第3章 二人の主君
恥ずかしくて政宗殿の背に収まるように隠れるが、片倉殿はまじまじと私を見てくる。
彼の主君の手を煩わせたことを怒っているのだろうか。
「政宗様。先程、本能寺から離れんとする明智光秀を捕らえ、討ち果たしました。織田信長は安土山にいるとの情報が入りましたゆえ、こうしてお伝えに」
「なんだよ結局小十郎が全部何とかしちまったのか。・・・まあいい、それじゃあ安土山に最後のpartyをふっかけに行くか」
馬を走らせる準備をしていると、そこへ佐助様もやってきた。
「右目の旦那! 本能寺の方角から煙が上がってたから、ちょっと様子見に寄ってみたんだけど・・・あらら、紫乃大丈夫?」
「佐助様! 大丈夫です。少し毒が残っていて・・・」
背負われている私と背負っている政宗殿を交互に見たあと、佐助様は少しニヤニヤとした顔つきになった。
・・・バレているのだろうか、私の気持ち。
すると政宗殿は私を再び体の前へと持ってきて抱え直すと、この体をそのまま佐助様の方へ差し出した。

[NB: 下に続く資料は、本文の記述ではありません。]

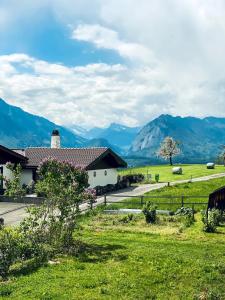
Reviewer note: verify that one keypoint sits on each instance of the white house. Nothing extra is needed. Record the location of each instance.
(100, 163)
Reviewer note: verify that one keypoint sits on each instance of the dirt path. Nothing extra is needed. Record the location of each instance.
(14, 213)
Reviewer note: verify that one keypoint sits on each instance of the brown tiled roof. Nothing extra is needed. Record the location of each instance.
(77, 156)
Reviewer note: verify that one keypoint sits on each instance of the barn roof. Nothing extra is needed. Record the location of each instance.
(7, 154)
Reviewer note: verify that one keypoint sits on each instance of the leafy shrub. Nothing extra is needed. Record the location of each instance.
(188, 215)
(9, 250)
(157, 178)
(127, 219)
(13, 187)
(149, 211)
(212, 220)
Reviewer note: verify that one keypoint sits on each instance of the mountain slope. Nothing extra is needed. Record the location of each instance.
(20, 129)
(200, 138)
(120, 136)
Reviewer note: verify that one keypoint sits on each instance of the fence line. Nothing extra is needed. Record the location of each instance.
(142, 200)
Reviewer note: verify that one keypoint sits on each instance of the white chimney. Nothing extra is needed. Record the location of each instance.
(55, 139)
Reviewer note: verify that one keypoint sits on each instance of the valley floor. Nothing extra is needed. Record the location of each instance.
(165, 171)
(130, 260)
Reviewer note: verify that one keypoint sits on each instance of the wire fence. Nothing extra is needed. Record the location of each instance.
(179, 201)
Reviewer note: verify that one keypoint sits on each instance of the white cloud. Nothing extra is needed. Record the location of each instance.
(175, 61)
(106, 38)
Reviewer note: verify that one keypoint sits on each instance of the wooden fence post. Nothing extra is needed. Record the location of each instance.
(91, 204)
(182, 201)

「丁度よかったぜ。おい忍、コイツはここで渡していく。・・・俺は魔王を倒しに行くんでな」
物のように佐助様に受け渡されたことが少し不服だが、佐助様は私の怪我を労るように支えてくれた。
・・・いつも装束のせいで分からなかったけれど、佐助様も力が強く、私を軽々と持ち上げている。